Authors: Muhammad Haris Rais, Rima Asmar Awad, Juan Lopez Jr., Irfan Ahmed
DFRWS EU 2022
Abstract
In industrial control systems (ICS), programmable logic controllers (PLCs) are used to automate physical processes such as nuclear plants and power grid stations, and are often subject to cyber attacks. As in conventional IT domain, the memory analysis of the PLCs can help answer important forensic questions about the attack, such as the presence of malicious firmware, injection of modified control logic (the program running on the PLC), and manipulation of I/O devices (e.g., sensors and actuators). Unlike conventional IT domain, PLCs have heterogeneous hardware architecture, proprietary firmware and control software, making it challenging to employ a unified framework for their memory forensics. For merely extracting artifacts of forensic importance, reverse-engineering the firmware is a tedious task, and the effort needs to be repeated for every PLC model. As a community, a step-wise approach to tackle this challenge is to analyze the memory of specific PLCs, and subsequently find a generic framework applicable to all PLCs. Our work is a step forward in this direction.
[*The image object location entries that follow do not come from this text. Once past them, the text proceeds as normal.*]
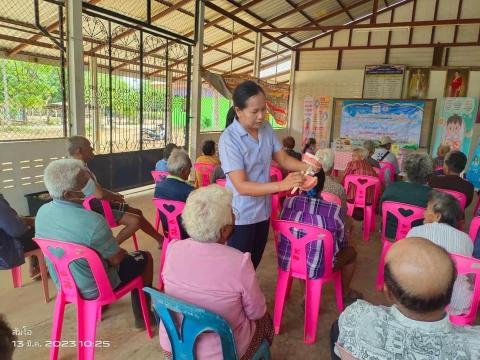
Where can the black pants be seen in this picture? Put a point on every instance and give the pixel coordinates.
(251, 238)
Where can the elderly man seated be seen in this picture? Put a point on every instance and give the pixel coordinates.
(81, 149)
(309, 208)
(419, 278)
(413, 191)
(203, 271)
(454, 164)
(440, 227)
(370, 146)
(64, 219)
(175, 186)
(382, 153)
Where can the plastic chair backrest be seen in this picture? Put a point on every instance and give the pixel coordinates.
(298, 262)
(332, 198)
(205, 171)
(462, 199)
(474, 226)
(384, 165)
(107, 210)
(275, 174)
(275, 207)
(171, 209)
(159, 175)
(404, 221)
(195, 322)
(469, 265)
(62, 254)
(362, 184)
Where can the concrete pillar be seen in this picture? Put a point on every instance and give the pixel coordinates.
(76, 101)
(257, 60)
(197, 83)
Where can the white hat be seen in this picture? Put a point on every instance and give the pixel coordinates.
(384, 140)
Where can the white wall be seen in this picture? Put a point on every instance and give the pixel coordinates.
(21, 168)
(349, 83)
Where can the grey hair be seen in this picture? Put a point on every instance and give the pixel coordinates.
(207, 210)
(369, 145)
(362, 152)
(419, 167)
(178, 162)
(75, 143)
(62, 175)
(326, 158)
(447, 206)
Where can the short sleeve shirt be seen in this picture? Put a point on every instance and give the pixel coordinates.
(240, 151)
(70, 222)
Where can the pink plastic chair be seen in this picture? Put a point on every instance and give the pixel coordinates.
(17, 272)
(462, 199)
(159, 175)
(329, 197)
(298, 269)
(221, 182)
(171, 210)
(107, 211)
(384, 165)
(468, 265)
(362, 184)
(474, 226)
(404, 224)
(62, 254)
(205, 171)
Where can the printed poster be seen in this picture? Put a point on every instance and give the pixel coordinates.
(371, 119)
(316, 119)
(473, 172)
(455, 125)
(383, 81)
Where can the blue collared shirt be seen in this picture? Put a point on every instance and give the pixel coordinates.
(240, 151)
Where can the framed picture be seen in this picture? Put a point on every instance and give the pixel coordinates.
(456, 84)
(418, 81)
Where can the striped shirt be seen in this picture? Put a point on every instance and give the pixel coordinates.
(456, 242)
(312, 211)
(359, 167)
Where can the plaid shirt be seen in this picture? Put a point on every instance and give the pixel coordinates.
(312, 211)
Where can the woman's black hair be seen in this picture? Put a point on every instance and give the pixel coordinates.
(310, 142)
(208, 147)
(241, 94)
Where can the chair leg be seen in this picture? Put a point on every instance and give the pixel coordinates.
(57, 324)
(87, 312)
(17, 276)
(337, 278)
(44, 275)
(313, 292)
(280, 295)
(135, 243)
(145, 311)
(381, 265)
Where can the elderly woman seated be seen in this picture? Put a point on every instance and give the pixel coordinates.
(359, 166)
(203, 271)
(440, 227)
(413, 191)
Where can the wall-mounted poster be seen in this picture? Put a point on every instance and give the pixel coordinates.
(418, 80)
(371, 119)
(316, 119)
(456, 84)
(455, 125)
(383, 81)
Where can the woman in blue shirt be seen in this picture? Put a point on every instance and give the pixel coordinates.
(246, 149)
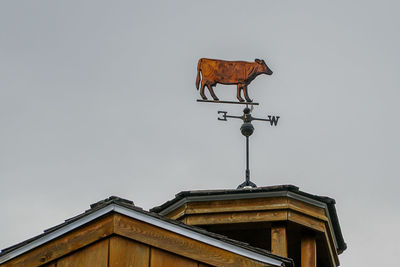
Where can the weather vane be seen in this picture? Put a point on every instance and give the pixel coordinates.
(240, 73)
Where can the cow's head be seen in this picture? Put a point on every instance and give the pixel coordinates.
(262, 67)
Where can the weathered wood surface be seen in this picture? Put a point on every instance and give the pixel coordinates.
(308, 251)
(234, 217)
(236, 205)
(175, 243)
(125, 252)
(256, 204)
(160, 258)
(65, 244)
(279, 240)
(93, 255)
(306, 221)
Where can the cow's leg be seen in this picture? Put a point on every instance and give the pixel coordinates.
(212, 92)
(239, 89)
(246, 95)
(202, 91)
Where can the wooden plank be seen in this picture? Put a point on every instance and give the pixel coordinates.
(175, 243)
(93, 255)
(51, 264)
(308, 251)
(279, 240)
(306, 221)
(125, 252)
(254, 204)
(307, 209)
(65, 244)
(241, 217)
(161, 258)
(332, 253)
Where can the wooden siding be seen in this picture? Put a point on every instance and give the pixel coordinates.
(117, 240)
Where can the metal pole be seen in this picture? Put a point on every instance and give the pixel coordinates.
(247, 162)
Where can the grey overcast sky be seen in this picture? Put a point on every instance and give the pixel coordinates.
(97, 98)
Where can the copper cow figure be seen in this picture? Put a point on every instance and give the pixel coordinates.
(241, 73)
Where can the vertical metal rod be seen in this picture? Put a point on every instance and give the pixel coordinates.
(247, 162)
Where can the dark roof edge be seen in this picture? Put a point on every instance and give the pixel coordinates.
(126, 207)
(330, 203)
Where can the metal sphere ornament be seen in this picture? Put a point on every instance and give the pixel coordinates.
(247, 129)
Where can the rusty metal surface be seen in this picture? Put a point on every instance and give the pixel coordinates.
(240, 73)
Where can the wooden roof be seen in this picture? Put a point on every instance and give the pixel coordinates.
(258, 192)
(119, 217)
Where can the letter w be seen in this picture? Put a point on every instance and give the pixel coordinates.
(273, 120)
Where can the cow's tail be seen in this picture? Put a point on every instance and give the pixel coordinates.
(198, 74)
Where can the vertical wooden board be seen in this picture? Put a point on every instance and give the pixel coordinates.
(279, 240)
(93, 255)
(126, 253)
(162, 258)
(308, 251)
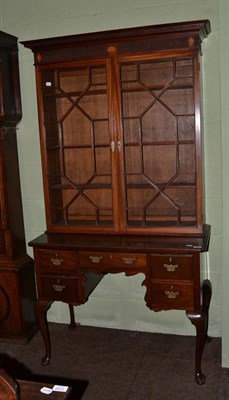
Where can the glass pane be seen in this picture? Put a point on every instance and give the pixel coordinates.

By following a methodology that focuses on the functional layer of PLCs instead of reverse engineering the firmware, we analyze the digital forensic artifacts available in a common PLC, Allen-Bradley ControlLogix 1756-L61. Before diving into the memory dump, we analyze the PLC control software to create a list of important artifacts that are sure to exist in the PLC memory dump. The approach employs a setup where PLC control software RSLogix-5000 is connected to the PLC, and the memory dump can be obtained as and when needed. We create test cases that sequentially highlight each category of artifacts, followed by an examination of the resultant impact on memory. After attaining the listed artifacts, we employ conventional string and known data searches to extract interesting information present in this PLC’s memory. The memory analysis profile, presented as a Python library and shared with the community, can help a forensic investigator to readily extract forensic artifacts from the same model’s controller. The adopted approach may help researchers in creating memory profile of other PLCs, and ultimately formulating a generic PLC memory analysis framework.